To confirm the stack is wired correctly, ask the agent to create a new app/about/page.tsx without a metadata export — the seo-page-metadata-guard should fire within seconds of the write, before the agent moves on to the next file.

Frequently asked questions

Do these hooks slow down the Claude Code agent?
No meaningfully. Each PostToolUse hook filters on the file extension first and returns null early for non-matching files.
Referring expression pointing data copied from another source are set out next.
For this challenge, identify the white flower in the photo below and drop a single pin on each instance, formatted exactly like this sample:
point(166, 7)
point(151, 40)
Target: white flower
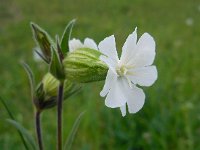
point(88, 43)
point(36, 57)
point(134, 67)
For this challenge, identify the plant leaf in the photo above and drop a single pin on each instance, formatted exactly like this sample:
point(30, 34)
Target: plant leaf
point(71, 136)
point(12, 117)
point(24, 132)
point(31, 78)
point(66, 37)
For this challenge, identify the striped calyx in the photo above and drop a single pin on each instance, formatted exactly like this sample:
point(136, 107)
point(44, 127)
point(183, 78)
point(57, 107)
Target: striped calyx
point(83, 65)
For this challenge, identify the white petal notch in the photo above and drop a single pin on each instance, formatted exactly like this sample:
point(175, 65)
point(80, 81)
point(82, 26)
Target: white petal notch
point(133, 68)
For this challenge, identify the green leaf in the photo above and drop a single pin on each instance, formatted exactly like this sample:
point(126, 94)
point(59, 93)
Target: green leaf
point(31, 78)
point(24, 132)
point(71, 136)
point(56, 67)
point(12, 117)
point(66, 37)
point(43, 39)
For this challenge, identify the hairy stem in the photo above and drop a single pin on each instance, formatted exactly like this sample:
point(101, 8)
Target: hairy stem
point(59, 115)
point(38, 130)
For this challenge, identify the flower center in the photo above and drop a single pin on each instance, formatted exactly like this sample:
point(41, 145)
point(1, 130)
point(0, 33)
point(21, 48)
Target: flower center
point(121, 70)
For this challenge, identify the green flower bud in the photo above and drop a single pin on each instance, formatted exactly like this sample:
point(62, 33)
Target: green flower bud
point(83, 65)
point(46, 92)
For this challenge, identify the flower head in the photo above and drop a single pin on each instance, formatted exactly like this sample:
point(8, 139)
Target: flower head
point(76, 44)
point(133, 67)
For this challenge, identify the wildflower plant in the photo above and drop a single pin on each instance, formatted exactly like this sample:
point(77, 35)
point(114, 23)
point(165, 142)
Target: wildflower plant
point(72, 64)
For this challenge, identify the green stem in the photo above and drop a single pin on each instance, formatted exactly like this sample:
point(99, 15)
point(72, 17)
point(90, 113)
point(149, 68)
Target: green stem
point(59, 115)
point(38, 130)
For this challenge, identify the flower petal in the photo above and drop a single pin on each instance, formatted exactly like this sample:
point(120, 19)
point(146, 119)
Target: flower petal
point(108, 47)
point(145, 51)
point(110, 62)
point(115, 97)
point(129, 47)
point(144, 76)
point(75, 44)
point(110, 79)
point(123, 110)
point(135, 99)
point(90, 43)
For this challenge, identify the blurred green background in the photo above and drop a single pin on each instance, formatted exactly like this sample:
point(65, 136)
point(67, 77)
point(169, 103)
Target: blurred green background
point(170, 118)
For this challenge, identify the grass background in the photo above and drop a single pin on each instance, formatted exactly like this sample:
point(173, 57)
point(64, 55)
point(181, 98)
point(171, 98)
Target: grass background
point(170, 118)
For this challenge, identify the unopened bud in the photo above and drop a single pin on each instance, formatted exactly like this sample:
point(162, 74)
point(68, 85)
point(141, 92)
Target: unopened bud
point(83, 65)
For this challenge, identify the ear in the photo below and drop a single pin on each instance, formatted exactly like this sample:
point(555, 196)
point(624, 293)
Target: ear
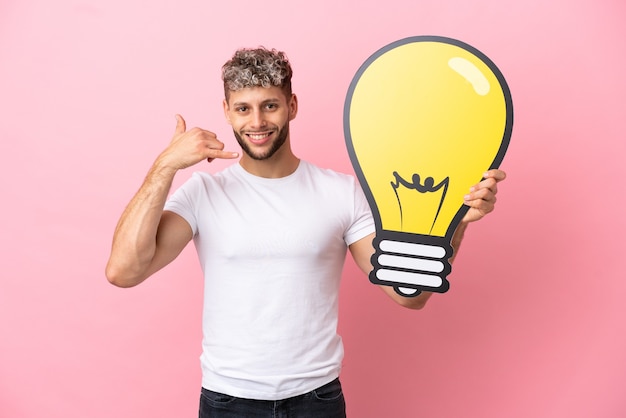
point(293, 107)
point(226, 109)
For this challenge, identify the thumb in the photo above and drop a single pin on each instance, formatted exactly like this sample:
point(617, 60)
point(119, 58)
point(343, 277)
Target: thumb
point(181, 126)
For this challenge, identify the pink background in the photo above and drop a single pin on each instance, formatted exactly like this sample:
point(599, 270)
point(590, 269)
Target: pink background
point(534, 324)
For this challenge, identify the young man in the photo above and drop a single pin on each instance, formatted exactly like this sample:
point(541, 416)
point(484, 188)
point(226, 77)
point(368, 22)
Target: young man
point(271, 233)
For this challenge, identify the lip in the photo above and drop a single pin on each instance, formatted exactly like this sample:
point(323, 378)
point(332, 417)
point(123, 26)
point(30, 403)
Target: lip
point(259, 138)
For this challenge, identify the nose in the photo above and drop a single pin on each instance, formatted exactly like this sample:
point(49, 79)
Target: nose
point(257, 120)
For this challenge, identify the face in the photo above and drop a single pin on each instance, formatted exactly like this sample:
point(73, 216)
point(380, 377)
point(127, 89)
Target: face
point(260, 119)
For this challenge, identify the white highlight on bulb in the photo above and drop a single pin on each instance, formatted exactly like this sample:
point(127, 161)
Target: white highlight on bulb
point(471, 73)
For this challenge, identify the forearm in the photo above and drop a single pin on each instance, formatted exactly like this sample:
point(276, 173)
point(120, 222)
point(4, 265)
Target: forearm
point(134, 240)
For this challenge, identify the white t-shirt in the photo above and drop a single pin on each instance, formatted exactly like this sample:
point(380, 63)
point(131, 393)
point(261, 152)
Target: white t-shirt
point(272, 252)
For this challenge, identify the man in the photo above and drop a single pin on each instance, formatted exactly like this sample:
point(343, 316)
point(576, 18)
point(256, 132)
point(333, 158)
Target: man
point(271, 233)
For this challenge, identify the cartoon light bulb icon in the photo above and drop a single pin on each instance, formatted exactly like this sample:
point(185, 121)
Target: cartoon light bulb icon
point(424, 118)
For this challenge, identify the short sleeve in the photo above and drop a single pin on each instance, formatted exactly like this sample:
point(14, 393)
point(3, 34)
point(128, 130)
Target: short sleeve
point(363, 222)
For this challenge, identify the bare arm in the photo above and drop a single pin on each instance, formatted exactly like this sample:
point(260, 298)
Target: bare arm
point(481, 199)
point(146, 237)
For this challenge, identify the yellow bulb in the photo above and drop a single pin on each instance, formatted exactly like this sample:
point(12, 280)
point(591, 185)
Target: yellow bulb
point(425, 117)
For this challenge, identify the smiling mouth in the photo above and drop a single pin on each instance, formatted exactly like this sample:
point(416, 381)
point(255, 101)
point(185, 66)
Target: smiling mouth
point(258, 138)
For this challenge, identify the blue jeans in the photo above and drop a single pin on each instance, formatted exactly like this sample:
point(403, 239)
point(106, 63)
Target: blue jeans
point(324, 402)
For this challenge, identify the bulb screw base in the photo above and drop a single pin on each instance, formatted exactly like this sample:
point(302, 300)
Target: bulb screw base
point(411, 263)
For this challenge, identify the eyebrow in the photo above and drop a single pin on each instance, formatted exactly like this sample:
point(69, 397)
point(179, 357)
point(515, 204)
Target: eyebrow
point(266, 101)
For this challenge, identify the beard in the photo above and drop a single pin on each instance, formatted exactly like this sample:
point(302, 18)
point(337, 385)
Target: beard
point(279, 141)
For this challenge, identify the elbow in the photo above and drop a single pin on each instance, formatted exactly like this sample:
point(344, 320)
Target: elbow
point(119, 278)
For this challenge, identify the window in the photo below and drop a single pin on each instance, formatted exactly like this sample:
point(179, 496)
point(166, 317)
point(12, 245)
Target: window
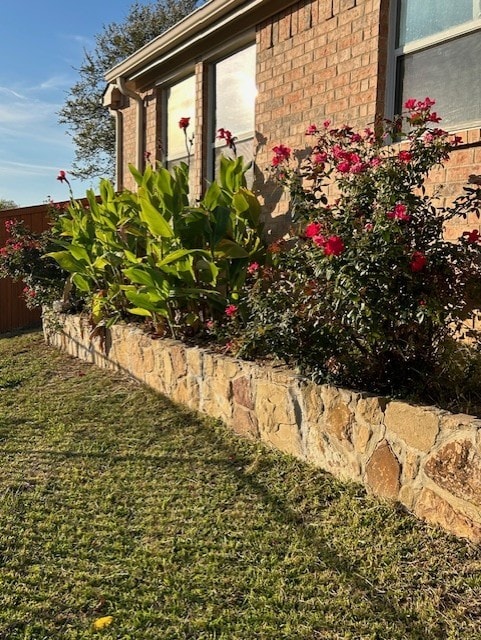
point(234, 98)
point(180, 101)
point(437, 53)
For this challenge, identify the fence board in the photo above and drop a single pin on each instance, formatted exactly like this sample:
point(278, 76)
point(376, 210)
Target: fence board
point(13, 310)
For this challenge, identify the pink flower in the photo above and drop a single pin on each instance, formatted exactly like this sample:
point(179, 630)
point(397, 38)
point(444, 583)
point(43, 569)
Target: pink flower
point(472, 236)
point(319, 240)
point(333, 246)
point(405, 156)
point(320, 158)
point(313, 229)
point(281, 153)
point(399, 213)
point(231, 310)
point(343, 167)
point(418, 261)
point(410, 104)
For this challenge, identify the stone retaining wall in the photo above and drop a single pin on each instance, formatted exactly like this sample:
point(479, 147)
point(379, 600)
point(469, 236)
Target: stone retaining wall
point(427, 459)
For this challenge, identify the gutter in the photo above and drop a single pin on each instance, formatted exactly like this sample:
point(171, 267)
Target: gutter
point(192, 24)
point(204, 21)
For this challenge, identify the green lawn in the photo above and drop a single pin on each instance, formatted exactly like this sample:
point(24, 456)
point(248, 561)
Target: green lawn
point(114, 502)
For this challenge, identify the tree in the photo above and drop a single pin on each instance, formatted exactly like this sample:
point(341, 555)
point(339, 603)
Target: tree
point(89, 123)
point(7, 204)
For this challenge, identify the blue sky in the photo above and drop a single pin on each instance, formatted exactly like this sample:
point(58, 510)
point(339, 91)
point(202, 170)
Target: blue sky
point(41, 43)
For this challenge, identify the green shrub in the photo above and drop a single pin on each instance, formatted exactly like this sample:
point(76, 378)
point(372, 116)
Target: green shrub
point(21, 259)
point(369, 293)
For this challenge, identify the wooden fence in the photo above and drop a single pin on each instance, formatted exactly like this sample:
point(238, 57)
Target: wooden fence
point(13, 310)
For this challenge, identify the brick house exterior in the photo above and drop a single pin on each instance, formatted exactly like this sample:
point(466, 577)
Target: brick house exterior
point(314, 60)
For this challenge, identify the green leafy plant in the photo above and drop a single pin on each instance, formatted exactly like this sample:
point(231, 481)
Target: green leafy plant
point(151, 254)
point(21, 259)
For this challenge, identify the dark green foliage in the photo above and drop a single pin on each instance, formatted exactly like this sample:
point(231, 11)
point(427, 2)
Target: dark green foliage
point(89, 122)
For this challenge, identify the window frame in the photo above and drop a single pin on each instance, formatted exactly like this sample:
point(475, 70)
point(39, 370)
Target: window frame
point(165, 86)
point(415, 46)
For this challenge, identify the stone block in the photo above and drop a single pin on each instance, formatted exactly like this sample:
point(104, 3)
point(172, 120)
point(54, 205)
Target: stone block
point(242, 392)
point(383, 472)
point(244, 422)
point(456, 468)
point(435, 510)
point(338, 417)
point(418, 427)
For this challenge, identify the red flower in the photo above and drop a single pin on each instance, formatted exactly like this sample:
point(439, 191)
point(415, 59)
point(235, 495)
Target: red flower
point(433, 117)
point(319, 240)
point(231, 310)
point(405, 156)
point(472, 236)
point(410, 104)
point(399, 213)
point(320, 158)
point(282, 153)
point(333, 246)
point(312, 229)
point(225, 134)
point(418, 261)
point(9, 224)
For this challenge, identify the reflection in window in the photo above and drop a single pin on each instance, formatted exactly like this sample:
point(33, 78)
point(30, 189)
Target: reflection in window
point(235, 95)
point(438, 47)
point(180, 104)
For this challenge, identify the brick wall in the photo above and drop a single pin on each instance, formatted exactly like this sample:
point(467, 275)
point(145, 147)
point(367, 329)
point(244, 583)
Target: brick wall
point(317, 60)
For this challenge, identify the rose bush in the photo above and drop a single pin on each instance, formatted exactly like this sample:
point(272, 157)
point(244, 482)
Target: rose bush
point(22, 259)
point(368, 291)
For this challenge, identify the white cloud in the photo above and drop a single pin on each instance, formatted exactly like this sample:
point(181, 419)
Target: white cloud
point(11, 92)
point(24, 169)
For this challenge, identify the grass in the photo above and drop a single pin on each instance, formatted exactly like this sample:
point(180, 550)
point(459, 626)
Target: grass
point(114, 502)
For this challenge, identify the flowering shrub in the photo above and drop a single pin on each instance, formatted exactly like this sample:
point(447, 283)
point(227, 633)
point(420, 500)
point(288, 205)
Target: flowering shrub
point(22, 260)
point(370, 291)
point(154, 255)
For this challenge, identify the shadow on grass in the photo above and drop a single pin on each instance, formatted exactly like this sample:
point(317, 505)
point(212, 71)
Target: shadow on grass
point(219, 450)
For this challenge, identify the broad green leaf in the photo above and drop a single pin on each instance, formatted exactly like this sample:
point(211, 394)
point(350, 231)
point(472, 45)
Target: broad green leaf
point(229, 249)
point(154, 220)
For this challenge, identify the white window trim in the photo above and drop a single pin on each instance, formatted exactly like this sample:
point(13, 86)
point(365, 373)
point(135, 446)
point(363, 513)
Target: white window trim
point(418, 45)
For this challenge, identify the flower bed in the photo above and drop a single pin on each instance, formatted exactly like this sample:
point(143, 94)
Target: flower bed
point(427, 459)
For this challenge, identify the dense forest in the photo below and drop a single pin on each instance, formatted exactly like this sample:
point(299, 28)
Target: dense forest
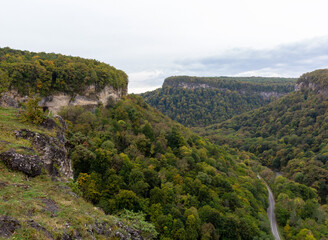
point(203, 101)
point(132, 157)
point(250, 84)
point(290, 134)
point(297, 209)
point(46, 73)
point(132, 161)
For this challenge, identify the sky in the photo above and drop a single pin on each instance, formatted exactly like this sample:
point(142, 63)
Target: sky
point(154, 39)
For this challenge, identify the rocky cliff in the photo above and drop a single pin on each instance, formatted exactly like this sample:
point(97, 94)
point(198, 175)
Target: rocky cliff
point(316, 81)
point(90, 98)
point(188, 85)
point(47, 152)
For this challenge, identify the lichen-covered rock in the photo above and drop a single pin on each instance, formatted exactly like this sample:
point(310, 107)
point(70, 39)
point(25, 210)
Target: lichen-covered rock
point(8, 226)
point(53, 154)
point(30, 165)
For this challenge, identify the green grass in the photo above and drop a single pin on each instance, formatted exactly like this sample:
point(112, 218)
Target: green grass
point(21, 197)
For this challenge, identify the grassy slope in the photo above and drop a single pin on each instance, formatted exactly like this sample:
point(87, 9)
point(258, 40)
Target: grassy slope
point(24, 199)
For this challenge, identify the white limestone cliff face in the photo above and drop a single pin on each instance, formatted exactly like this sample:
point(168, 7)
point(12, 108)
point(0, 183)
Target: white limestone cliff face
point(312, 86)
point(265, 95)
point(90, 97)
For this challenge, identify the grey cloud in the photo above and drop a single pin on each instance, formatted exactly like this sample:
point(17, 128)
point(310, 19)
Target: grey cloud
point(285, 60)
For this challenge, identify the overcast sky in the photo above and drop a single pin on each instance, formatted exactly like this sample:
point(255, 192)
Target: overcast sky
point(153, 39)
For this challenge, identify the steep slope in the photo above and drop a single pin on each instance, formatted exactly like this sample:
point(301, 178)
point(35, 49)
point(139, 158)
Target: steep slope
point(133, 157)
point(60, 80)
point(289, 134)
point(199, 102)
point(46, 207)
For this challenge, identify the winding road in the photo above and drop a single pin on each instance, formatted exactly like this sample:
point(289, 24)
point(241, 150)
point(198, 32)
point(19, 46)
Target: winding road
point(271, 214)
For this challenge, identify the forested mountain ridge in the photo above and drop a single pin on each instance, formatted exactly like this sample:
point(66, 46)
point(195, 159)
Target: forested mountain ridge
point(289, 134)
point(142, 167)
point(127, 157)
point(58, 79)
point(241, 84)
point(133, 157)
point(197, 101)
point(45, 73)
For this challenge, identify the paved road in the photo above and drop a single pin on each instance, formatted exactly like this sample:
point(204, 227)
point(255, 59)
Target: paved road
point(271, 214)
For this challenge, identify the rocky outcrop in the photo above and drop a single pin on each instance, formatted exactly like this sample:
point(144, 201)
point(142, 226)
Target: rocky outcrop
point(192, 86)
point(48, 152)
point(53, 154)
point(90, 97)
point(30, 165)
point(315, 87)
point(8, 226)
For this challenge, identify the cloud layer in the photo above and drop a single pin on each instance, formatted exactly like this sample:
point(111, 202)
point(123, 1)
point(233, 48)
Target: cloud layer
point(289, 60)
The core logic is a handful of regex checks against a single file — overhead per write is negligible compared to model and tool latency. The Stop hook runs once at the end of a turn, not after every individual file write.
Do these hooks replace a real accessibility audit?
No. The a11y-jsx-guard catches common static violations at write time — missing alt, empty headings, positive tabIndex — but it cannot test focus traps, colour contrast, or runtime ARIA state. Treat it as a fast first filter that keeps obvious violations out of the codebase. Run a dedicated tool like Axe or Lighthouse on staging to catch what static analysis misses.
What if my project uses the Next.js Pages Router instead of App Router?
The seo-page-metadata-guard and stop-seo-structure-check hooks target src/app/**/page.tsx — the App Router convention. They return null silently for Pages Router projects and do not interfere. For Pages Router SEO you would check for next/head usage instead of an exported metadata object; the hook pattern is identical, only the target regex changes.
Will the Stop hook block my session if robots.txt or sitemap.xml is missing?
Yes, intentionally. The stop-seo-structure-check hook exits with code 2 when a structural file is absent, which feeds the list of missing files back to Claude as context so the agent can generate them before the session closes. If you are in an early project phase where those files are not yet expected, disable the Stop hook temporarily in .claude/settings.json.